Australian scientists have announced a major new finding that helps explain how natural systems like coral reefs and forests maintain the richness of their mix of species.

Their findings have important implications for understanding how humans can better protect biodiversity during one of the worst episodes of species extinction in the Earth’s history.

The research also may help to explain why, in habitats fragmented by human activity, the loss of species can be especially high – despite our best attempts at conservation.

Mathematical modelling by a team from the ARC Centre of Excellence for Coral Reef Studies and James Cook University, published today in the prestigious journal Ecology Letters, identifies the way species disperse across fragmented habitats as one of the keys to biodiversity – and how to preserve it.

'One of the great unanswered questions in ecology for the past 80 years is how species-rich communities like reefs and rainforests maintain their diversity. When resources are limited, you’d expect that the most competitive species would eventually dominate and the others be wiped out,' says lead author Mr Yacov Salomon, now a PhD candidate at the University of Melbourne.

Till now, explanations have focused on what goes on in the habitats themselves. However, in their latest paper, the team argues that the answer lies also in how corals and rainforests spread their offspring across surrounding fragments of available habitat. By dispersing offspring unevenly – on winds, current or carried by other creatures – across patchworks of reefs or forest fragments, the richness of biodiversity is perpetuated.

'We’re basically proposing a novel mechanism by which biodiversity can be maintained, which helps to explain how some of our most marvellous natural systems retain their richness.

'For example, for every reef that receives plenty of offspring from dominant coral types floating in on the current, there will be other reefs that receive fewer offspring from those corals – giving the less competitive species an opportunity to thrive.'

The new theory may also help explain why native bush surrounding Australia’s cities and farms also tends to lose species over time, as growing human impacts further fragment the habitat that helps protect biodiversity and disrupt the process of dispersal of their seeds and offspring.

'There is a practical angle to this idea,' says Professor Sean Connolly, a co-author of the study. 'The take-home message from a conservation standpoint is that losing fragmented habitats is likely to result in greater loss of species than you might otherwise expect.

'The models that scientists currently use to predict biodiversity loss focus on the overall reduction in dispersal between increasingly far-flung habitats.
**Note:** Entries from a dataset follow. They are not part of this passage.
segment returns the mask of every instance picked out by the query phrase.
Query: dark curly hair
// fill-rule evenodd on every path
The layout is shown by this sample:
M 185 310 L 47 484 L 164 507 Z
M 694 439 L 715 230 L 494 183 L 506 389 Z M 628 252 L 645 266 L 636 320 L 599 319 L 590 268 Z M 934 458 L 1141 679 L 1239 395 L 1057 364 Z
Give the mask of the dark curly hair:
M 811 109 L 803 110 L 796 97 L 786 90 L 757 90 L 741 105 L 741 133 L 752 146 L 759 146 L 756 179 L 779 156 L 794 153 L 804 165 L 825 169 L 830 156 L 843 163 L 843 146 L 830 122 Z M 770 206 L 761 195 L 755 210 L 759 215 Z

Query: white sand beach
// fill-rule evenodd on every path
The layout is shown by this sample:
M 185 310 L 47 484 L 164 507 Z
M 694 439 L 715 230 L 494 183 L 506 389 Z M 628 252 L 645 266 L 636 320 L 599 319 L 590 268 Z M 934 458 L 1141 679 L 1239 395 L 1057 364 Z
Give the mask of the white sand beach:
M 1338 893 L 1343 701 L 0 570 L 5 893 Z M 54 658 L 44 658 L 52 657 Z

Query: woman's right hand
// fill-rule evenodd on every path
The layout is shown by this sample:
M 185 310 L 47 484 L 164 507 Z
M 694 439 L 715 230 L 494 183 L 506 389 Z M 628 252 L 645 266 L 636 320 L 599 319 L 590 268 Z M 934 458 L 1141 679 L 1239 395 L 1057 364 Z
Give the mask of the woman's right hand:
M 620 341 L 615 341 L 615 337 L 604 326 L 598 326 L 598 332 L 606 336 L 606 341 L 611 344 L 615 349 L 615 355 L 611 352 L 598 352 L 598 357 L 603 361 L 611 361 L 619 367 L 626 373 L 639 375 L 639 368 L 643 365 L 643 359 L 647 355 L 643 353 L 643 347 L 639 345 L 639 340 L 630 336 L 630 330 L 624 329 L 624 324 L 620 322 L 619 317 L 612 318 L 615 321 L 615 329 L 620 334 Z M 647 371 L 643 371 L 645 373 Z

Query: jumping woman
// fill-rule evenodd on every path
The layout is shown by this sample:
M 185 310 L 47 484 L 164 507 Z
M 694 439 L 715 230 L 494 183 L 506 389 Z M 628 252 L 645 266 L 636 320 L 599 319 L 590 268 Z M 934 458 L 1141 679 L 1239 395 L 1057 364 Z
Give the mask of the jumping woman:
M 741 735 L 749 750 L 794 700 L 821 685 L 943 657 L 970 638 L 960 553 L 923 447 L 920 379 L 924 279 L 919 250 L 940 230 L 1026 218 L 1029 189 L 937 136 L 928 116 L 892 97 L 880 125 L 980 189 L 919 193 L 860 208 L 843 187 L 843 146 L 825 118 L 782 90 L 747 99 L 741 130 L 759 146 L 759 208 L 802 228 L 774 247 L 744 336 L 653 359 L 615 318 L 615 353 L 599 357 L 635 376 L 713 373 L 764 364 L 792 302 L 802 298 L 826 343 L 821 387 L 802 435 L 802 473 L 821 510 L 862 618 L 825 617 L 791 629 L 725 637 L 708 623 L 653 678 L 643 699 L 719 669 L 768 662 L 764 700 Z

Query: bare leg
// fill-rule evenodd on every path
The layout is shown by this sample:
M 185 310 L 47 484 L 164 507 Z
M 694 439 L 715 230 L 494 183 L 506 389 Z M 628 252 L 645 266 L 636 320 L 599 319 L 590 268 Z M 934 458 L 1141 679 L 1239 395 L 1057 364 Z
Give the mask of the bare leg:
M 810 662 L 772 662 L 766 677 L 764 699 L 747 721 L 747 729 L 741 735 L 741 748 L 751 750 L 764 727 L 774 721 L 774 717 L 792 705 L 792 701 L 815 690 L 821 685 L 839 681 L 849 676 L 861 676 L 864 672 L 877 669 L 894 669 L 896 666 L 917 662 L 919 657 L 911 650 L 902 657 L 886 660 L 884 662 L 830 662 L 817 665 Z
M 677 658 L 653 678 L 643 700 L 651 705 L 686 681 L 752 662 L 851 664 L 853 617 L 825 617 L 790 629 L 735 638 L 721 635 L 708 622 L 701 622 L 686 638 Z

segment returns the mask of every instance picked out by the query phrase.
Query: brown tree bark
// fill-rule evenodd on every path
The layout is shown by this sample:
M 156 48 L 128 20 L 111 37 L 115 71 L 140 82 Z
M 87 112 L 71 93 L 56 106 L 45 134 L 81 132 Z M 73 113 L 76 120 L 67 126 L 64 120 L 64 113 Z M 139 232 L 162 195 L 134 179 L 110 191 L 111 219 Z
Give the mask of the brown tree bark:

Our study shows that fragmentation also reduces the opportunities for different species to have different dispersal patterns.

'That can mean a double whammy for species that aren’t good competitors: less success dispersing offspring into suitable habitat, and fewer habitats that offer some respite from competitively dominant species.'

'On the flip side, though, it also means that restoring degraded patches of habitat may have greater beneficial effects on biodiversity than we previously thought.'

'The bottom line is that, if your aim is to maintain a rich community of species, like on coral reefs or in rainforests, real-world complexities in dispersal need to be considered.'

According to Mr Salomon, 'Until now, researchers didn’t consider complex dispersal patterns as something that could help explain biodiversity. Our study shows that it can be quite important. That’s what science uses mathematical models for: to uncover the universe of the possible.'

'The next step is to go out and measure how species that compete for scarce resources in nature differ in their dispersal. Those measurements will help us understand just how important this new mechanism is in particular ecosystems, like on the Great Barrier Reef.'

Prof. Connolly says there is a growing consensus that the loss of species worldwide has reached such a pitch it is now comparable to the great mass extinctions of species which occurred in the Earth’s past, the best-known example being the disappearance of the dinosaurs.

'This underlines the importance of finding ways to protect biodiversity as a whole in complex biological systems, like reefs and forests, not just one species at a time' he says.

The paper 'Effects of asymmetric dispersal on the coexistence of competing species' by Yacov Salomon, Sean Connolly and Lance Bode appears in the current issue of Ecology Letters online.